Bau: There are a couple of things to know, and things that readers or listeners might have heard of. Let me first emphasize that these really large neural networks are not that different from the classifiers that we have worked with for 50 years, other than the fact that they are bigger. From a technological point of view, from the way it is built, a language model is a classifier. It solves a slightly more open-ended classification problem than we solved previously, but it fundamentally just solves repeated classification problems. And what is the classification problem? It is this big multiple-choice question: what is the next word?

Is the next word cat? Is the next word dog? It is not a two-way choice that the language model is facing. We typically give a language model a vocabulary of something like 50,000 words, syllables, and letters. We tell the language model, you have this 50,000-way choice. What is the next word that is the right answer in this context? As input, we give the language model all the previous words, and we ask it, tell me what you think the right next word is.

So it is just a classifier, just like we trained classifiers to tell the difference between cats and dogs. But the scale of modern parallel computing GPUs has allowed us to make these classifiers capable of doing larger-scale classification problems. The outputs are bigger—there is a 50,000-way choice instead of a two-way choice or a ten-way choice, which we might have traditionally done. The inputs are bigger—instead of just one image or one sentence, we can feed these models entire books, entire histories of text, for them to look at to decide what the next word should be.

There have been a couple of key architectural innovations that allow these models to consume and learn to use such huge inputs and solve open-ended output problems. But fundamentally, they are just neural networks, a bunch of neurons connected in the same way that Rosenblatt was connecting neurons in the 1950s.

Mounk: So you think it is basically the same as what we were using 80 years ago, which is astonishing. But there have been a few technological innovations that allow these models to consume so much information and therefore go beyond the limits of earlier models. Can you give us an example, or is there a particularly important innovation in that respect?

Bau: I think that one of the things that has happened in recent years is the rise of a particular neural network architecture strategy called the transformer, which has really taken over the industry. There used to be a wide variety of different neural network architectures, but more and more we are converging on using transformers for everything. The fundamental thing that transformers do is introduce a form of short-term memory that we call attention.

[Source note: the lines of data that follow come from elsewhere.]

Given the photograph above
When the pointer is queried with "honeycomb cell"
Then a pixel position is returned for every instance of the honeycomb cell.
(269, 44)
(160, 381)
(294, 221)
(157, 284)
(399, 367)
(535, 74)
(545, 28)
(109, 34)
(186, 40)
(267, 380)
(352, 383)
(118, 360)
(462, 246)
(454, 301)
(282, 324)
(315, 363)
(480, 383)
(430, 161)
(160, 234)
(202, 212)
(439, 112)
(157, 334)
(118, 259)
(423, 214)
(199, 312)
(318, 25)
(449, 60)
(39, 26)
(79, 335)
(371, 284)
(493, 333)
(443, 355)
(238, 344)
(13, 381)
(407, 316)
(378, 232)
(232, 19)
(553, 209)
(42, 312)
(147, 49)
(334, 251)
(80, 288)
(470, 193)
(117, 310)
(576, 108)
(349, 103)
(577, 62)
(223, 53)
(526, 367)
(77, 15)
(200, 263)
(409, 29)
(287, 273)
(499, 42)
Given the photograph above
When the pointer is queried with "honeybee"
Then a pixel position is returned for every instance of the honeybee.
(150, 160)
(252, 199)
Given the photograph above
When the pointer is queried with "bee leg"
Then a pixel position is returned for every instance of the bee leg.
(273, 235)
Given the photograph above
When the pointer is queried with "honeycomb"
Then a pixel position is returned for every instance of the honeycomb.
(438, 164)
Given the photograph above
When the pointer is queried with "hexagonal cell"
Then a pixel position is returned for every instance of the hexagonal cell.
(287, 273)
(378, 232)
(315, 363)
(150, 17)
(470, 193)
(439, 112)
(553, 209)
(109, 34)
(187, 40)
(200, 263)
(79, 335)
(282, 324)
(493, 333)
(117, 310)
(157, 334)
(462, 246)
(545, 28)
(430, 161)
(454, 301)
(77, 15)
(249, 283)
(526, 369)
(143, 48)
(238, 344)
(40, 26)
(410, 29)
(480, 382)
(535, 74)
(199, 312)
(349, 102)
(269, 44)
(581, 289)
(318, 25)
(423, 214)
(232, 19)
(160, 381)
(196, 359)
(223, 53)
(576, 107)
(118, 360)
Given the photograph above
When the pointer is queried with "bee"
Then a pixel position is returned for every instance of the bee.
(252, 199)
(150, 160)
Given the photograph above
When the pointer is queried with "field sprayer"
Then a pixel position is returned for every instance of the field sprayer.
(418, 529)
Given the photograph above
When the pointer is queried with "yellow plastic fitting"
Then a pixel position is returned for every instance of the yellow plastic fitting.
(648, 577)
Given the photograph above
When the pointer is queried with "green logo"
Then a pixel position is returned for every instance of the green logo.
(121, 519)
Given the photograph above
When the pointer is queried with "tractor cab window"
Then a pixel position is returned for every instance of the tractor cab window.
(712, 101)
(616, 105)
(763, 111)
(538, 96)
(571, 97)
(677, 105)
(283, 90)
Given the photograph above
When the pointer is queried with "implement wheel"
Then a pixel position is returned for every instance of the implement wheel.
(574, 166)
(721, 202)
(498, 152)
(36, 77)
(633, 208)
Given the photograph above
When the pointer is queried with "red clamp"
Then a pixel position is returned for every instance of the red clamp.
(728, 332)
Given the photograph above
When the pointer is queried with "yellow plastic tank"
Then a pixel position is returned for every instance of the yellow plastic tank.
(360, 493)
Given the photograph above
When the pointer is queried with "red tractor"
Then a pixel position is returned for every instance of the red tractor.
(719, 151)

What this means is that instead of the models only consulting what they learned during training, the models develop the ability to learn from the inputs they are provided. Let me give you a simple example.

If there was a particular person that you were asking the language model about, then with traditional training you would expect that language model to only be able to answer questions about that person if information about them appeared in the training data. But in real life, you often have situations where somebody asks you a question about a person you just met. You did not meet this person in your childhood. You did not read about them in school. You just had a conversation with them, and then somebody asks you about the person, and you have to answer now. This kind of short-term reasoning is something that traditional neural networks are not very good at.

What the transformer architecture does is introduce a special way of connecting the neurons called an attention layer, which allows the network to look back at previous things that happened recently in the input and use them as a type of memory, manipulating those memories and reasoning about them. This has turned out to be so powerful that you can really think of transformers as a different class of neural networks. It was a major innovation.

Mounk: So the difference, if I think in terms of my interaction with something like ChatGPT, Claude, Grok, or any of the other AI models, is this: if the model did not have a transformer, the problem would be that every question I asked it would be answered the same way it would have been before I started the conversation. It would essentially be difficult to have a back-and-forth conversation.

The transformer is what allows it to keep a conversational context in mind and to have an ongoing, progressive conversation. Or did I misunderstand that?

Bau: I think that is right. The transformer has really made it possible to teach the neural network things by telling it something, rather than being in control of the whole training process. When you have a conversation with a person, you are constantly learning and teaching the other person your ideas. You are sharing your concepts, sharing your understanding of the world with the person, and they absorb it. That allows the conversation to proceed.

Transformers allow a neural network to develop the ability to have the same kind of conversation, to develop an understanding during the course of a conversation, to learn things in the short run that it uses to make immediate responses, and to recall things that happened recently, as opposed to only relying on long-term memory.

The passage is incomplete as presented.